Jim Wallace, the Minister for Enterprise and Lifelong Learning, has said:
"We need to help all young people become more creative and innovative. We must help them to take calculated risks and to accept failure as something from which they learn.
"Overall, we must help develop an enterprising approach to work and life, so our young people are able to be the best they can, quickly meeting the challenges of becoming effective employees, employers and even entrepreneurs."
When Tracey Stewart, the education development officer for Angus Council, was based in school, she did some work with Tree of Knowledge, the Fife company that produced Apodo. When she read about developing skills such as self-confidence and self-esteem in schools, she thought of the Apodo concept.
"They had developed the Apodo system for the corporate sector and run courses called Fun at Work. We decided we would try to work together to develop something we could use with school pupils," she explains. "We approached the Scottish Executive and were granted innovation funding to develop the Apodo system for enterprise education."
A team comprising teachers, Careers Scotland and Tree of Knowledge staff was created and put together materials for 100 activities that would tie into eight agreed competencies derived from the Determined to Succeed recommendations: developing initiative and responsibility; team working; confidence, esteem and motivation; decision-making; creativity and thinking skills; business awareness; planning and organisation; and communication.
It was aimed at P6 to S2 pupils to give a continuous programme of enterprise education through the transition period, using a familiar resource.
Gordon McLuckie, an enterprise in education adviser for Careers Scotland, based in Arbroath, says: "Our main objective in Careers Scotland is career planning, helping adults as well as children to become adept at communicating with each other. The Apodo system underpins that kind of confidence that we're trying to instil in young people."
At Arbroath High a session with Apodo is in progress, with two pods opened.
One capsule contains Tumbletower, a verbal communication activity using building blocks. The blocks are inscribed with questions, such as "Name three of your favourite things".
Darryl Kelly got a lot out of doing the activity. "There were catchphrases and the questions were fun to answer, even if you didn't get them right," he says.
Another capsule contains skipping ropes, but not for traditional use, as Hannah Dorward in the third year business management class explains. "We did Wristy Ropes this morning. Two partners tie the skipping ropes to their wrists, then have to get out of it."
The activity demonstrates the importance of working together to solve a problem. Hannah and her partner did not manage to get out of the ropes.
They had more luck with a clay activity, which required them to draw a picture with the clay and get other people to guess what it was. Theirs was a snowy scene.
Hannah helped her classmates to win an award from another pod which has five activities. The one Hannah participated in was called "And the Oscar goes to ...". The Apodo manual explains: "In order to grow our confidence and self-belief we need to recognise the multitude of achievements we make every day, week and year."

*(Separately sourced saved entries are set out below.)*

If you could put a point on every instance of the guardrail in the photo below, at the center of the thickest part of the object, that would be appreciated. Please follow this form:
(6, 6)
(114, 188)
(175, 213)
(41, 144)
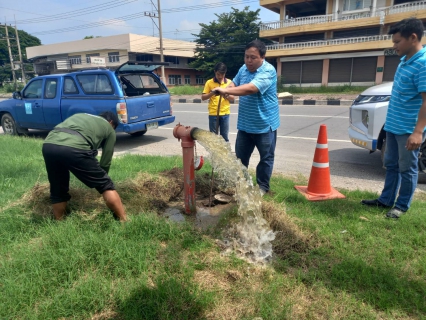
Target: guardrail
(380, 12)
(406, 7)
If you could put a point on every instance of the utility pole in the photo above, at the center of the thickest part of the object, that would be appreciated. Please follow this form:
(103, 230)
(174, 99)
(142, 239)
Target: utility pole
(158, 15)
(24, 81)
(161, 42)
(10, 55)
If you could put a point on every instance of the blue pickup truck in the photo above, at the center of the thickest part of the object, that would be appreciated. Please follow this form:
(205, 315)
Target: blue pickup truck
(138, 96)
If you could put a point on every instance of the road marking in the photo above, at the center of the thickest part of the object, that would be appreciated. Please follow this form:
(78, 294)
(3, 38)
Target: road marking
(284, 137)
(281, 115)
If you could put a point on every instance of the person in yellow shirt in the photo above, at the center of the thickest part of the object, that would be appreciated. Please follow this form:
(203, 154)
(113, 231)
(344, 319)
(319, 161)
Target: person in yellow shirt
(218, 81)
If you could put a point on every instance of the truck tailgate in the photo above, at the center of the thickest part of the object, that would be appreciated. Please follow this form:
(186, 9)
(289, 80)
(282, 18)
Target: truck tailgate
(147, 107)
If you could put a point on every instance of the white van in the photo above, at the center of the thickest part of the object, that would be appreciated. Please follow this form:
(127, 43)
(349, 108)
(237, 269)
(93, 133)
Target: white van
(367, 116)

Business education teacher Kelly Easton hopes Apodo will turn pupils into more rounded students. "We are trying to improve teamworking skills and communication skills, and getting them to think more creatively. These are the skills they need to be more enterprising," she says.
The contents of Apodo pods can be adapted to suit the curriculum and an Apodo has even been used at a parents' meeting.
Mrs Stewart says: "Part of it is about Scotland's future, about our economy and our changing culture. But more than that, it's about giving our young people the skills to develop and be enterprising in whatever they choose to do."
She hopes that the Apodo system will be used in all Angus schools - primary and secondary - by next session.